Coping with Fear

This has been a long week, and was definitely not the way I envisioned spending the last week of summer vacation with my kids. I won’t go into the gory details, but the basic rundown is that we experienced a burglary, which triggered a series of events that ended in a frightening confrontation, one which put me and the Heathens in real danger. These events played out here at our home, in front of my children. G-Man actually had to run for the phone so I could call 911, and guard his sister until the police came, which is an experience no ten year-old boy should have.

Since this happened, I’ve been struggling with how to help my kids process these events. At their ages, my boys are old enough to know that bad things happen. However, they understand this concept the same way that they understand that there are pyramids in Egypt…only because someone told them about it. They’ve never experienced anything truly frightening firsthand, let alone something that robbed them of that childlike certainty that Home is always a safe place. Sure, they’ve been scared of thunderstorms, loud noises, and the dark, but we’ve always been there to assure them not to worry, because we are always safe, tucked inside our warm and happy house.

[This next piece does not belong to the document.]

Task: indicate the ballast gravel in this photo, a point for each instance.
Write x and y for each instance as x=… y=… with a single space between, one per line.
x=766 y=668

In the immediate aftermath, I did my best to reassure the boys that everything was fine, but I’m not naïve enough to think that they didn’t notice that I was distracted and tense, as I waited for word from the police that the danger had passed. Even if I had an Oscar-winning acting ability, the fact that we were on lockdown kind of clued them in.

Eventually, the situation was resolved, at least temporarily, but then came the larger task of getting our home back into some semblance of normal. We’ve been doing this the only way we know how: the comfort of togetherness and routine. My husband played the same game he does with them every day. I cranked up my kitchen stereo, and cooked dinner to the tunes of Bob Marley, Red Hot Chili Peppers, and Mumford & Sons, while the Heathens wandered in and out of the kitchen and my husband danced Bean around the house….just like we do every evening. Maybe French Toast wasn’t the most healthy dinner choice, but it sure was comforting. We snuggled in bed to watch a movie, and then kept the same bedtime routine we’ve had every night this summer. By night’s end, I think we made definite progress in healing the damage of that awful day.

Things have improved this morning, and we’re staying busy by readying ourselves for the first day of school tomorrow. Though we feel better, the Heathens still notice the subtle changes that have stolen into our routine. G-Man wondered why he couldn’t take out the trash without my supervision, and Bear keeps asking why I have the phone with me all the time.

So, yeah, it’s been a long week, but school starts tomorrow, giving my oh-so-bored kids plenty to keep them occupied…which in turn, keeps them from trying to beat each other to death with foam swords.

For these small things, I am grateful.